Nearly a week after CPJ sent a letter to Tunisian President Zine El Abidine Ben Ali urging him to end the “ongoing cycle of repression of critical journalists and media outlets,” Tunisia’s Ministry of Justice and Human Rights told Mohamed Abbou, a prominent human rights lawyer and writer, in a phone call on Saturday that he was free to travel abroad.
“There is no doubt that CPJ’s letter and other actions recently undertaken by international human rights groups helped prompt this phone call, ” Abbou told CPJ. He said he had been arbitrarily prevented from leaving the country by Tunis airport police on seven separate occasions.
“They finally acknowledged that no decision has ever been made to prevent me from leaving the country after my release from prison in July 2007,” Abbou said. The Tunisian Bar Association was also informed by phone the same day that there were no travel restrictions imposed on Abbou, journalists told CPJ.
On the eve of the 53rd anniversary of Tunisia’s independence from France, on March 19, CPJ Executive Director Joel Simon told Ben Ali that various transgressions, including arbitrary restrictions on Abbou’s right to freedom of movement by Tunisian authorities, “thoroughly belie every statement” he and his government have made about their “proclaimed commitment to increased press freedom over the past two decades.”
Simon urged “in the strongest terms” Ben Ali to take “immediate and decisive action” to implement his “repeated commitments to freedom of expression” and to honor his country’s pledge to abide by the International Covenant on Civil and Political Rights.
Abbou was incarcerated for more than 28 months for contributing articles to the locally blocked news Web site Tunisnews, in which he compared torture in Tunisia’s prisons to conditions in Iraq’s infamous Abu Ghraib prison and denounced the subservience of Tunisia’s judiciary to the executive branch of government.
In the last few months, international human rights groups such as Amnesty International, the World Association of Newspapers, and IFEX Tunisia Monitoring Group invited Abbou to take part in international meetings in different parts of the world. So did the Doha-based Al-Jazeera satellite TV channel. But Abbou was prevented from leaving the country. His freedom of movement within Tunisia had also been tightly restricted. Plainclothes police have often followed him–they even did today, Abbou told CPJ.

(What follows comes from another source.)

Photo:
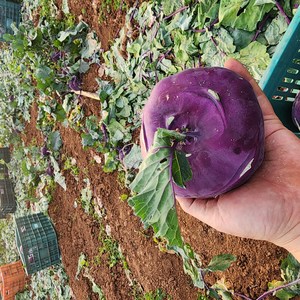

This isn’t the first time the Tunisian government has prevented a journalist from leaving the country. In August 2008, CPJ wrote to Ben Ali to protest his government’s continuing refusal to grant journalist Slim Boukdhir a passport. To date, Boukdhir still doesn’t have one, and is often harassed since his release from prison in July. The journalist was released just a few weeks after a CPJ mission to Tunisia; the findings of that trip were discussed in our report, “The Smiling Oppressor.”
Boukdhir wrote about the state of freedom of expression in his country on the CPJ Blog on March 26.